Prior to delamination, presumptive neural crest cells are initially anchored to neighboring cells by tight junction proteins such as occludin and cell adhesion molecules such as NCAM and N-Cadherin. Dorsally expressed BMPs initiate delamination by inducing the expression of the zinc finger protein transcription factors snail, slug, and twist. These factors play a direct role in inducing the epithelial-mesenchymal transition by reducing expression of occludin and N-Cadherin in addition to promoting modification of NCAMs with polysialic acid residues to decrease adhesiveness. Neural crest cells also begin expressing proteases capable of degrading cadherins such as ADAM10 and secreting matrix metalloproteinases that degrade the overlying basal lamina of the neural tube to allow neural crest cells to escape. Additionally, neural crest cells begin expressing integrins that associate with extracellular matrix proteins, including collagen, fibronectin, and laminin, during migration. Once the basal lamina becomes permeable, neural crest cells can begin migrating throughout the embryo.

Migration

Neural crest cell migration occurs in a rostral to caudal direction without the need of a neuronal scaffold such as along a radial glial cell. For this reason the crest cell migration process is termed "free migration". Instead of scaffolding on progenitor cells, neural crest migration is the result of repulsive guidance via EphB/EphrinB and semaphorin/neuropilin signaling, interactions with the extracellular matrix, and contact inhibition with one another. While Ephrin and Eph proteins have the capacity to undergo bi-directional signaling, neural crest cell repulsion employs predominantly forward signaling to initiate a response within the receptor bearing neural crest cell. Burgeoning neural crest cells express EphB, a receptor tyrosine kinase, which binds the EphrinB transmembrane ligand expressed in the caudal half of each somite. When these two domains interact it causes receptor tyrosine phosphorylation, activation of rhoGTPases, and eventual cytoskeletal rearrangements within the crest cells inducing them to repel. This phenomenon allows neural crest cells to funnel through the rostral portion of each somite.

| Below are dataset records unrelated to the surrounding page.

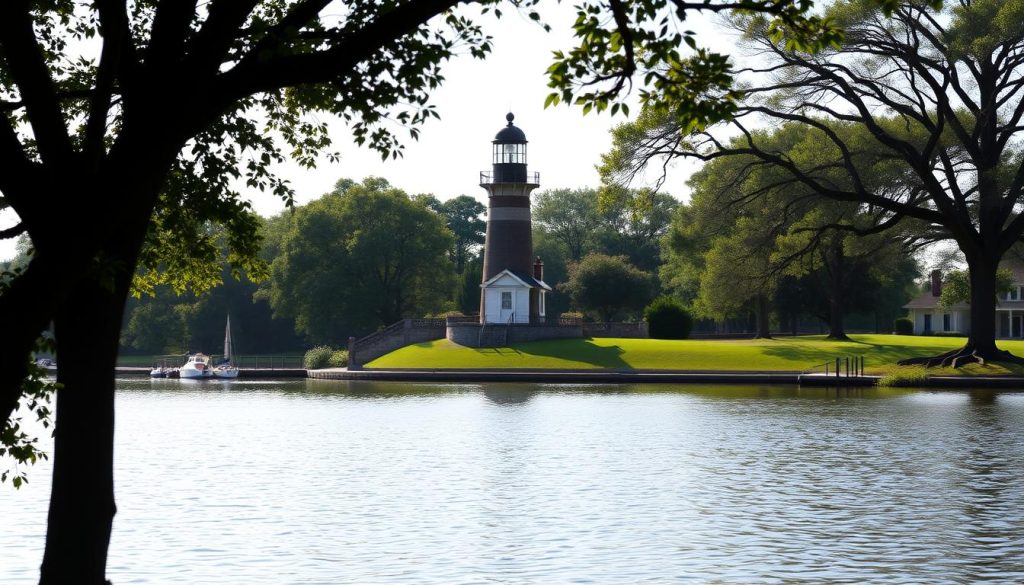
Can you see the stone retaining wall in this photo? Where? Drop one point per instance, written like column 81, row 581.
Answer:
column 404, row 332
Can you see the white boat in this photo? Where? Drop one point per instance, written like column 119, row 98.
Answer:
column 225, row 369
column 198, row 366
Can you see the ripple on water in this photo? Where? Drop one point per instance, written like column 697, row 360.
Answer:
column 314, row 483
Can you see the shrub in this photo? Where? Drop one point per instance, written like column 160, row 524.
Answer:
column 445, row 315
column 905, row 376
column 668, row 319
column 570, row 317
column 317, row 358
column 339, row 359
column 903, row 326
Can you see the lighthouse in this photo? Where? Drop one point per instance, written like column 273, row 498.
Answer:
column 513, row 288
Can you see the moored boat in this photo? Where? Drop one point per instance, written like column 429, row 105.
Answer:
column 198, row 366
column 225, row 369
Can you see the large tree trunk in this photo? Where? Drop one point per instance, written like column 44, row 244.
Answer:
column 762, row 315
column 980, row 345
column 981, row 339
column 835, row 265
column 82, row 506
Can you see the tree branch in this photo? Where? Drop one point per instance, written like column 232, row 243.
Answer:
column 27, row 66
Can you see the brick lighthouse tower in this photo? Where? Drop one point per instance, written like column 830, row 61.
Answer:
column 513, row 289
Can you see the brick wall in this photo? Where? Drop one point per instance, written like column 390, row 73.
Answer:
column 402, row 333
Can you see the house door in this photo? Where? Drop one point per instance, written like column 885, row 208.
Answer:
column 508, row 304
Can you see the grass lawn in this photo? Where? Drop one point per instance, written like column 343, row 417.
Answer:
column 786, row 353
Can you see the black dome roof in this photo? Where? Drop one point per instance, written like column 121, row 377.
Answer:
column 510, row 133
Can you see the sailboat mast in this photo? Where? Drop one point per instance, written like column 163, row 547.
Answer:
column 227, row 340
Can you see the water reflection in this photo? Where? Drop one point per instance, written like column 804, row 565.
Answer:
column 310, row 481
column 509, row 393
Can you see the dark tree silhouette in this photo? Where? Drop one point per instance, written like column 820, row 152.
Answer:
column 145, row 137
column 928, row 97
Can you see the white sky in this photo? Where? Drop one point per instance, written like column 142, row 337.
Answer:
column 564, row 145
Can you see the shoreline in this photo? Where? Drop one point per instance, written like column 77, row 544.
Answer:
column 602, row 376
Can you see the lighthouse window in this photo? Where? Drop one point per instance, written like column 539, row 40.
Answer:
column 510, row 154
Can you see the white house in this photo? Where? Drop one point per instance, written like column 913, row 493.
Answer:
column 929, row 317
column 508, row 296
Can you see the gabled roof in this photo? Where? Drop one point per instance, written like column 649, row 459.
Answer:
column 524, row 280
column 1015, row 265
column 928, row 300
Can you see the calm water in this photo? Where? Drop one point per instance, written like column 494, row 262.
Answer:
column 316, row 482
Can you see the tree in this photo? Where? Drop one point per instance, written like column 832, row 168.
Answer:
column 930, row 93
column 145, row 138
column 569, row 216
column 358, row 259
column 632, row 223
column 463, row 217
column 607, row 286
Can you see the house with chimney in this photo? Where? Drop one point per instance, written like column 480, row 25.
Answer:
column 931, row 318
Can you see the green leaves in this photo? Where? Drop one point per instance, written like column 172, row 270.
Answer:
column 16, row 444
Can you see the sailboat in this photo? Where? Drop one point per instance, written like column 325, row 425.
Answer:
column 225, row 369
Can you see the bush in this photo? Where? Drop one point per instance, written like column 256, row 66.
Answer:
column 905, row 376
column 445, row 315
column 903, row 326
column 339, row 359
column 668, row 319
column 570, row 317
column 317, row 358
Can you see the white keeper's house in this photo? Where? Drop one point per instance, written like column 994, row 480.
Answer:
column 929, row 317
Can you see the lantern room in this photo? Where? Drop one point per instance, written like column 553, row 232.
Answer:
column 509, row 154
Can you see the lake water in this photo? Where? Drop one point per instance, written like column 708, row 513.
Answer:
column 320, row 482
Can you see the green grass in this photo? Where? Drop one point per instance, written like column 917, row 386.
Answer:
column 787, row 353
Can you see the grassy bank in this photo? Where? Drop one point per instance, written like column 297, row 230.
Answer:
column 787, row 353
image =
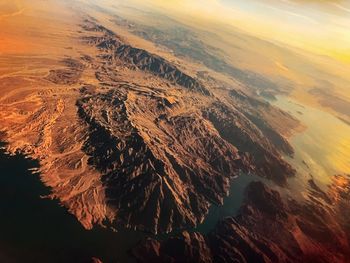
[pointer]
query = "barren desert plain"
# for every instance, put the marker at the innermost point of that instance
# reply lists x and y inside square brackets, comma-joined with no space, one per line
[174,131]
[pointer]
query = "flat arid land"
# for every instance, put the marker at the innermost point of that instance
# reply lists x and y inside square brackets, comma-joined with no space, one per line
[134,132]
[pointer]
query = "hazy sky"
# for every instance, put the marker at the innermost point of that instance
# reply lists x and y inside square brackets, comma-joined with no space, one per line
[322,26]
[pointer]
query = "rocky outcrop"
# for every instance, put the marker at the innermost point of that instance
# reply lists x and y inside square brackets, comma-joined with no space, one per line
[267,229]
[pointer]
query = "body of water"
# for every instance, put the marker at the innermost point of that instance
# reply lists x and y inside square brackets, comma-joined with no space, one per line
[322,149]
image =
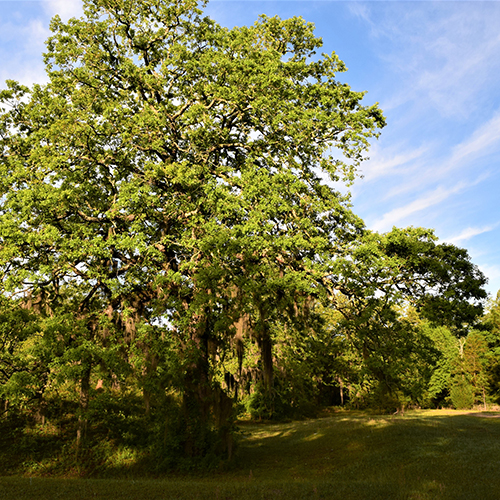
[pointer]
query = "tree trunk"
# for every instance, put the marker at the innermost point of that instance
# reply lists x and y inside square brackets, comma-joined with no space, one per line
[84,405]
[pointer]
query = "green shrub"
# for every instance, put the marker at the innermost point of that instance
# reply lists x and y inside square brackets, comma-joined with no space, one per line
[462,395]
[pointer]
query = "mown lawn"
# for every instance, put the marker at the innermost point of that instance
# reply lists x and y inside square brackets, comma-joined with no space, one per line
[421,455]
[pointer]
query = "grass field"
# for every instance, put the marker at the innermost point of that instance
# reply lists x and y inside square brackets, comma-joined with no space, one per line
[421,455]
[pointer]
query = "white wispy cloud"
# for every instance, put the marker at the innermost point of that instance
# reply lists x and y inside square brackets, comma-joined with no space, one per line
[448,53]
[470,232]
[64,8]
[482,141]
[388,161]
[429,199]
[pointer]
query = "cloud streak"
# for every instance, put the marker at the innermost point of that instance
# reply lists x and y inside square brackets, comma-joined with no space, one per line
[469,233]
[435,197]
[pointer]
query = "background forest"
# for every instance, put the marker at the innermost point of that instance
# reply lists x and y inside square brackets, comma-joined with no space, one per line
[177,247]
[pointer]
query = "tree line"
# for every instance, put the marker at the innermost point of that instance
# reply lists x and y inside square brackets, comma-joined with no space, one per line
[175,249]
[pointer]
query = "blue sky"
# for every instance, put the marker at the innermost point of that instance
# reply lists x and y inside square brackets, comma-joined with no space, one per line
[434,67]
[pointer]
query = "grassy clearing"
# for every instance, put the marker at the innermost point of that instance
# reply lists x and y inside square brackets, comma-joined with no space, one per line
[422,455]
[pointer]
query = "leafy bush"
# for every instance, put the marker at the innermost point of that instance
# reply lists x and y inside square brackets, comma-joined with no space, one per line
[462,395]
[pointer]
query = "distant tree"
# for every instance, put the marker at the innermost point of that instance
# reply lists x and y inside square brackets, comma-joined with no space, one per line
[401,268]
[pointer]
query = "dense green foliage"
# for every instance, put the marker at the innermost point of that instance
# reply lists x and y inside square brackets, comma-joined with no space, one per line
[171,253]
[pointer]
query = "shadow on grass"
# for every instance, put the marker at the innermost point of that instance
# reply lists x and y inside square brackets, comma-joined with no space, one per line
[345,456]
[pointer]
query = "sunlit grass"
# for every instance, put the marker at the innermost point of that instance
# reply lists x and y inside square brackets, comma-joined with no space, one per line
[421,455]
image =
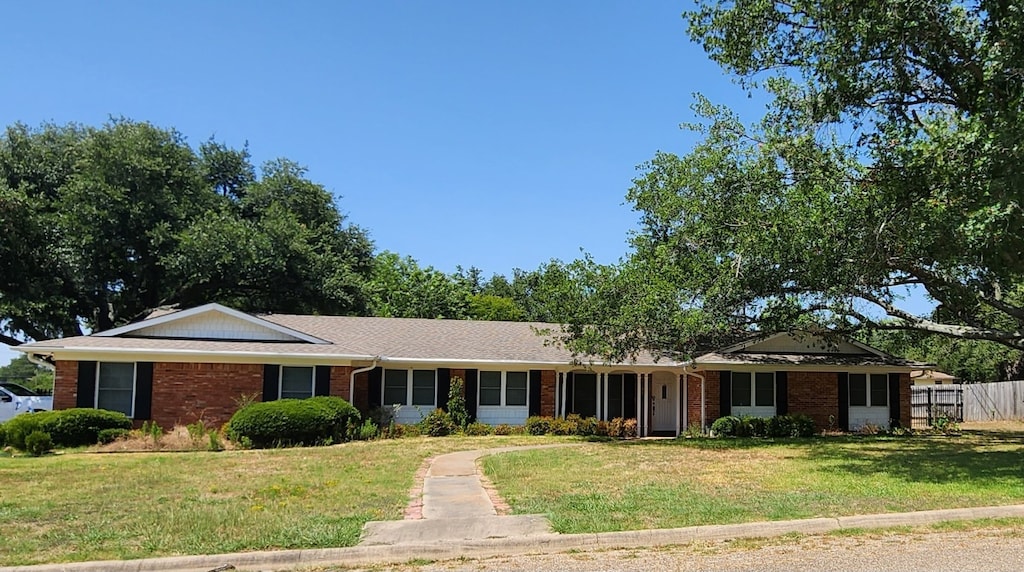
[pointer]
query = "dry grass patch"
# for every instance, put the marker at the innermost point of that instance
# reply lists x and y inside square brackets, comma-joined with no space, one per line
[602,487]
[97,507]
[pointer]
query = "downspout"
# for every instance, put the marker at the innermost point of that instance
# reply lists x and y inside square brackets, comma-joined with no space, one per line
[45,363]
[351,380]
[704,403]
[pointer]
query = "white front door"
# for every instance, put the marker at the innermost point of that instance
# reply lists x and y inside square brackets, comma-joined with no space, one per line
[664,389]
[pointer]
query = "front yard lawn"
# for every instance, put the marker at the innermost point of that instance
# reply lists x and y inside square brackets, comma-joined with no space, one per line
[599,487]
[82,507]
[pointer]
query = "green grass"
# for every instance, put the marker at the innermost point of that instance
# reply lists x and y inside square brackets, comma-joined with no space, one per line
[664,484]
[126,506]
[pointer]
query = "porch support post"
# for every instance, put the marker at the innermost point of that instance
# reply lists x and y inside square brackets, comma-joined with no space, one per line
[639,378]
[565,384]
[649,387]
[679,405]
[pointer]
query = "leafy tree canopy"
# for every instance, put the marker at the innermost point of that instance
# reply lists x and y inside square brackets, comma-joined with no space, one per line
[890,156]
[100,225]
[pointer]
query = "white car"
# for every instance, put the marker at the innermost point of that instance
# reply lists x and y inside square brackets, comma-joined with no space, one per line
[15,399]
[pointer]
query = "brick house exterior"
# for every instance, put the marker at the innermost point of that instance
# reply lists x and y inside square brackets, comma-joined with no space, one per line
[201,363]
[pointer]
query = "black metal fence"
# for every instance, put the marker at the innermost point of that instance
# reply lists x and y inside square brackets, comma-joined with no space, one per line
[929,403]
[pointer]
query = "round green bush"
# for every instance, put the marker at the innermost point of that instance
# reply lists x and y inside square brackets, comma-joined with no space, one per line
[728,426]
[111,435]
[539,426]
[293,422]
[437,424]
[79,427]
[68,428]
[38,443]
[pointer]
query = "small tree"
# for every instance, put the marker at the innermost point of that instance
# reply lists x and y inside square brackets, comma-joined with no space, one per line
[457,403]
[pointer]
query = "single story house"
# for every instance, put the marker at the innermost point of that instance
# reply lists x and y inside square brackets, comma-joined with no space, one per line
[179,366]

Semaphorin-neuropilin repulsive signaling works synergistically with EphB signaling to guide neural crest cells down the rostral half of somites in mice. In chick embryos, semaphorin acts in the cephalic region to guide neural crest cells through the pharyngeal arches. On top of repulsive repulsive signaling, neural crest cells express β1and α4 integrins which allows for binding and guided interaction with collagen, laminin, and fibronectin of the extracellular matrix as they travel. Additionally, crest cells have intrinsic contact inhibition with one another while freely invading tissues of different origin such as mesoderm. Neural crest cells that migrate through the rostral half of somites differentiate into sensory and sympathetic neurons of the peripheral nervous system. The other main route neural crest cells take is dorsolaterally between the epidermis and the dermamyotome. Cells migrating through this path differentiate into pigment cells of the dermis. Further neural crest cell differentiation and specification into their final cell type is biased by their spatiotemporal subjection to morphogenic cues such as BMP, Wnt, FGF, Hox, and Notch.